Opinião

Direitos fundamentais em risco em Madrid

Um julgamento político como o que está a decorrer em Madrid põe em risco todos os avanços democráticos que trouxeram mobilizações exemplares, como a admirada Revolução dos Cravos

Esta semana, celebrou-se o 25 de abril, um dia de alegria e felicidade para os irmãos portugueses. Passaram-se 45 anos de uma revolução pacífica que derrubou um regime fascista. O símbolo da revolução não foi uma arma nem um ato de violência, mas uma flor, o cravo e uma canção, Grândola, vila morena. O povo português saiu à rua, acabou com a ditadura e começou a escrever um futuro que o levou a tornar-se uma democracia consolidada na Europa e uma “Terra da fraternidade” que é um exemplo em todo o mundo.

45 anos após essa revolução, mas num Estado vizinho que também é membro da União Europeia, reaparecem os presos políticos. O Supremo Tribunal espanhol está a julgar-me com outros 11 presos políticos catalães. Como presidente da Òmnium Cultural, uma entidade cívica com mais de 165.000 membros, estou em prisão preventiva há mais de 18 meses e o Estado pede que me seja aplicada a pena de 17 anos de prisão sob a acusação de rebelião. O regime franquista encerrou a Òmnium de 1963 a 1967, mas nem sequer Franco ousou prender o seu presidente.

Na Europa do século XXI, estou a ser julgado por ter exercido direitos fundamentais, como a liberdade de expressão e o protesto pacífico, pela manifestação de 20 de setembro de 2017 em Barcelona e por ter promovido a participação dos cidadãos no referendo de autodeterminação de 1 de outubro de 2017. Não há qualquer evidência que possa provar a alegada violência requerida pelo delito de rebelião.

Embora alguns galardoados com o Prémio Nobel da Paz, cerca de 40 senadores franceses e entidades como Human Rights Watch, Front Line Defenders e Amnistia Internacional tenham exigido a minha libertação, este julgamento político continua. Como se isso não bastasse, juntamente com o Ministério Público e o mandatário judicial do Conselho Jurídico do Estado, a acusação popular é um partido de extrema-direita, Vox, o que equivaleria à participação do Partido Nacional Renovador numa acusação num julgamento em Portugal.
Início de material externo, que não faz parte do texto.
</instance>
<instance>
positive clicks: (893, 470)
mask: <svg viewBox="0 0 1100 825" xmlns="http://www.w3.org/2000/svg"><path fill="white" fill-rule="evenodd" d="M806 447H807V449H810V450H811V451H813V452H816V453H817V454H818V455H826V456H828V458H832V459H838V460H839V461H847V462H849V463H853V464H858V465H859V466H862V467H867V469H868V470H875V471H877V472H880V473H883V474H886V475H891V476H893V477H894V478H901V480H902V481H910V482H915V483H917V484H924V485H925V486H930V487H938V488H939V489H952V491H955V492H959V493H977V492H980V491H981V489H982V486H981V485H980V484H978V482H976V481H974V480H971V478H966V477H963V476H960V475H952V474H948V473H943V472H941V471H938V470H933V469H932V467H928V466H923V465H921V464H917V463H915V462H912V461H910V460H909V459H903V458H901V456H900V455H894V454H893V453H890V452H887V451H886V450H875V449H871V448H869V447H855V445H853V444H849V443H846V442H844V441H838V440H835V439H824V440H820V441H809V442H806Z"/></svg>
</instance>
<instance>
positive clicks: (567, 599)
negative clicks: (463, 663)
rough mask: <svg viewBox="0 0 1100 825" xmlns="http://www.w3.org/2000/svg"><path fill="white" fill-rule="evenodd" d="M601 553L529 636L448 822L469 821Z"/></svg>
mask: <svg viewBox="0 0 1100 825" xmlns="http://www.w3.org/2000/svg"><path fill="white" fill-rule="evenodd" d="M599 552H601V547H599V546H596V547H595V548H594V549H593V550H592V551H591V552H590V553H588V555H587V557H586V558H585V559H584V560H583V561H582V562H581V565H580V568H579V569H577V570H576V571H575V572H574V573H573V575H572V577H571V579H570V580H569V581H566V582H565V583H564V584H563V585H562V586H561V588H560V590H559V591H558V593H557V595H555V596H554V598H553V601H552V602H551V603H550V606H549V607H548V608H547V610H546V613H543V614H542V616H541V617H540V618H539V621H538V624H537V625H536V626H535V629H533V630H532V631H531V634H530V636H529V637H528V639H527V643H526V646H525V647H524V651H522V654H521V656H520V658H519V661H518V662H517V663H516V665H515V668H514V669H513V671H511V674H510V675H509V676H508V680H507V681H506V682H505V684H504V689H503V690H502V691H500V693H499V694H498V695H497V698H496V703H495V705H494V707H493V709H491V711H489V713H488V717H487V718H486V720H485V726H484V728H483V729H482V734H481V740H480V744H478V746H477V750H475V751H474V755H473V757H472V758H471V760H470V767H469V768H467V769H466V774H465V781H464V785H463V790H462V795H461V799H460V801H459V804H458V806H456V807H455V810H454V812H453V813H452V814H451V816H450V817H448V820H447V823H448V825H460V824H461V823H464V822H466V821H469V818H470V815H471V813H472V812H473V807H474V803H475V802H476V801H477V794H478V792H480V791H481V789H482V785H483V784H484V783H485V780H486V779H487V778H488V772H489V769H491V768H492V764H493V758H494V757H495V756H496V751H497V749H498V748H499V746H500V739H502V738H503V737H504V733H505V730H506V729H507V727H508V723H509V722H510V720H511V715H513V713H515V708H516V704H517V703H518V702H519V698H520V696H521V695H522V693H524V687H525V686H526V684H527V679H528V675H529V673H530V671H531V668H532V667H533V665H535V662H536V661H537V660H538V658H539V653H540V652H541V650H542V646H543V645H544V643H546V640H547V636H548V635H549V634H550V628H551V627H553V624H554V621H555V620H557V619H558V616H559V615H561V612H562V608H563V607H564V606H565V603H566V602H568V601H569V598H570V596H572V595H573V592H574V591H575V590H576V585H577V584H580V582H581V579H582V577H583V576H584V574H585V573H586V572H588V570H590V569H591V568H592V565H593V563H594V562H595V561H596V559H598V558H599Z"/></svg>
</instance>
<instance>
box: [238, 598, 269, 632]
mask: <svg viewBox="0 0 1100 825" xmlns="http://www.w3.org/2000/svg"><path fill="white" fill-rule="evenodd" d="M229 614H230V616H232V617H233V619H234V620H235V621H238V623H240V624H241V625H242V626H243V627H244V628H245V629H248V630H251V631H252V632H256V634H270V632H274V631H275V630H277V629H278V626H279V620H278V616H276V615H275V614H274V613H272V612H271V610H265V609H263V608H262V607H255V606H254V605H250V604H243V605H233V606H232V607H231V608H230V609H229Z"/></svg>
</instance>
Pode alguém com convicções democráticas fingir que não vê uma perversão tão flagrante da justiça?

O julgamento reflete a incapacidade de Espanha para lidar com a situação política na Catalunha: 80% dos catalães rejeitam a via da repressão penal e querem uma resolução democrática para um conflito político. A resposta a uma reivindicação tão transversal não pode ser judicial nem a violência policial que foi exercida contra os eleitores no referendo de 1 de Outubro. Não. Os governos democráticos maduros enfrentam os problemas políticos com negociações e urnas, tal como sucedeu na Escócia e no Quebec.
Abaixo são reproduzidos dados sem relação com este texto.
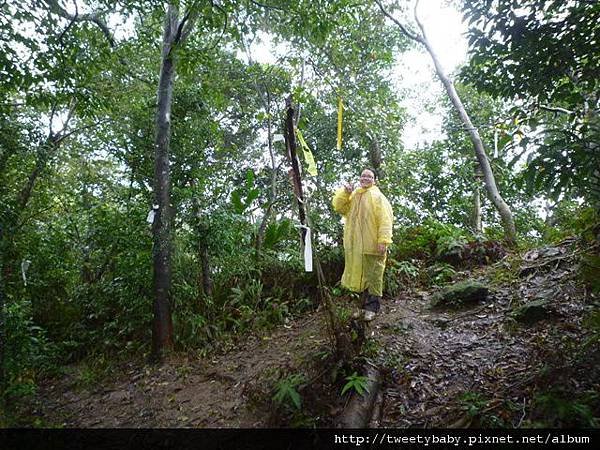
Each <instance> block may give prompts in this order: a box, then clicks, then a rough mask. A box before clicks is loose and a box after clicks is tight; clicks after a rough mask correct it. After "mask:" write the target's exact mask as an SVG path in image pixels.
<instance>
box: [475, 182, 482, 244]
mask: <svg viewBox="0 0 600 450" xmlns="http://www.w3.org/2000/svg"><path fill="white" fill-rule="evenodd" d="M473 231H475V234H481V233H482V231H483V225H482V223H481V194H480V192H479V185H477V186H476V187H475V192H474V193H473Z"/></svg>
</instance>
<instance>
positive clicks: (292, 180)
mask: <svg viewBox="0 0 600 450" xmlns="http://www.w3.org/2000/svg"><path fill="white" fill-rule="evenodd" d="M286 106H287V112H286V120H285V131H286V133H285V144H286V147H287V151H288V156H289V157H290V161H291V163H292V182H293V184H294V194H295V195H296V201H297V203H298V217H299V219H300V223H301V224H302V225H306V209H305V207H304V193H303V192H302V180H301V179H300V165H299V163H298V155H297V153H296V134H295V132H294V108H293V107H292V99H291V97H290V98H288V99H287V100H286ZM305 235H306V230H305V229H304V228H302V232H301V236H302V246H304V237H305Z"/></svg>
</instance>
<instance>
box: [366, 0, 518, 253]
mask: <svg viewBox="0 0 600 450" xmlns="http://www.w3.org/2000/svg"><path fill="white" fill-rule="evenodd" d="M375 2H376V3H377V5H378V6H379V8H380V9H381V11H382V12H383V14H385V15H386V16H387V17H389V18H390V19H391V20H392V21H393V22H394V23H395V24H396V25H398V27H399V28H400V29H401V30H402V32H403V33H404V35H405V36H407V37H408V38H409V39H412V40H414V41H416V42H418V43H420V44H421V45H423V46H424V47H425V49H426V50H427V52H428V53H429V55H430V56H431V59H432V60H433V64H434V66H435V72H436V74H437V76H438V78H439V79H440V81H441V82H442V84H443V85H444V88H445V89H446V93H447V94H448V97H450V100H451V101H452V104H453V105H454V108H455V109H456V112H457V113H458V115H459V117H460V119H461V121H462V123H463V124H464V125H465V128H466V129H467V130H468V131H469V137H470V138H471V142H472V143H473V148H474V150H475V156H476V157H477V161H478V162H479V167H480V168H481V171H482V173H483V179H484V183H485V189H486V191H487V193H488V196H489V198H490V200H491V201H492V203H493V204H494V206H495V207H496V209H497V210H498V213H499V214H500V218H501V219H502V226H503V227H504V237H505V239H506V242H507V244H508V245H509V246H511V247H512V246H515V245H516V240H517V231H516V228H515V222H514V219H513V216H512V213H511V211H510V208H509V207H508V205H507V204H506V202H505V201H504V199H503V198H502V196H501V195H500V192H498V187H497V186H496V179H495V178H494V173H493V172H492V167H491V166H490V162H489V160H488V158H487V155H486V153H485V149H484V147H483V142H482V141H481V137H480V136H479V132H478V131H477V129H476V128H475V127H474V126H473V123H472V122H471V119H470V118H469V115H468V114H467V112H466V111H465V108H464V106H463V104H462V101H461V100H460V97H459V96H458V93H457V92H456V89H455V88H454V84H453V83H452V81H451V80H450V79H449V78H448V77H447V76H446V73H445V72H444V69H443V68H442V66H441V64H440V62H439V60H438V58H437V55H436V54H435V51H434V50H433V48H432V47H431V44H430V43H429V40H428V39H427V34H426V33H425V28H424V27H423V24H422V23H421V22H420V21H419V18H418V17H417V11H416V8H417V6H416V5H415V20H416V21H417V24H418V25H419V28H420V29H421V33H422V35H417V34H413V33H412V32H411V31H409V30H408V29H407V28H406V27H405V26H404V25H403V24H402V23H401V22H399V21H398V20H397V19H395V18H394V17H393V16H392V15H391V14H390V13H388V12H387V11H386V10H385V8H384V7H383V5H382V4H381V1H380V0H375ZM417 5H418V0H417Z"/></svg>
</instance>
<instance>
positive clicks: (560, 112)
mask: <svg viewBox="0 0 600 450" xmlns="http://www.w3.org/2000/svg"><path fill="white" fill-rule="evenodd" d="M539 108H540V109H543V110H544V111H550V112H558V113H563V114H569V115H571V114H575V111H570V110H568V109H565V108H560V107H558V106H547V105H539Z"/></svg>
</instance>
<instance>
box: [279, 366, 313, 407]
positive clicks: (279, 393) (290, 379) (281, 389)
mask: <svg viewBox="0 0 600 450" xmlns="http://www.w3.org/2000/svg"><path fill="white" fill-rule="evenodd" d="M305 381H306V378H305V377H304V375H302V374H293V375H290V376H288V377H286V378H283V379H281V380H279V381H278V382H277V384H276V386H275V395H274V396H273V400H274V401H275V402H276V403H278V404H279V405H286V406H288V407H291V408H292V409H293V408H295V409H297V410H299V409H300V408H301V407H302V399H301V397H300V394H299V393H298V386H300V385H301V384H302V383H304V382H305Z"/></svg>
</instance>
É tão difícil para Espanha seguir o exemplo do Reino Unido e do Canadá, que entenderam a necessidade de sentar-se à mesa e negociar um referendo? Acaso alguém crê que as agressões com cassetete e as sentenças políticas são mais eficazes do que umas urnas para resolver um conflito político? A unidade de Espanha está acima da democracia e justifica os ataques violentos contra pessoas que apenas queriam votar? Na sociedade civil que representa a Òmnium Cultural, sempre trabalhamos e continuaremos a trabalhar para que o diálogo, a negociação e a empatia prevaleçam sobre o medo e o ódio aos adversários políticos.

Um julgamento político como o que está a decorrer em Madrid põe em risco todos os avanços democráticos que trouxeram mobilizações exemplares, como a admirada Revolução dos Cravos. Numa União Europeia que afirma respeitar os direitos humanos, uma sentença que condene o exercício das liberdades fundamentais e o direito à dissidência política afetará os direitos e as liberdades de todos os cidadãos europeus.

É fácil centrar-se na situação da Polónia e da Hungria e reprovar estes países, mas é impossível fingir que não se vê o julgamento à democracia em Espanha, que optou por uma espiral envenenada: limitar e perseguir o exercício dos direitos civis e políticos para tentar silenciar qualquer reivindicação ou movimento que sacuda o status quo. Com a conivência da extrema-direita, que cresce em toda a Europa inclusive nas instituições, com exceção de Portugal.

Perante a passividade do governo espanhol em avançar para uma resolução política e alterar este cenário repressivo, é o momento de uma mediação internacional por parte da própria União Europeia ou de um governo europeu. Não é apenas a saúde democrática espanhola que está em jogo, são também a garantia da pluralidade política e o respeito pelo direito internacional, princípios fundamentais do projeto europeu. A responsabilidade em termos de democracia e direitos humanos é partilhada. Como diz Pessoa, “Fazer do medo, uma escada, / do sonho, uma ponte / da procura... um encontro”.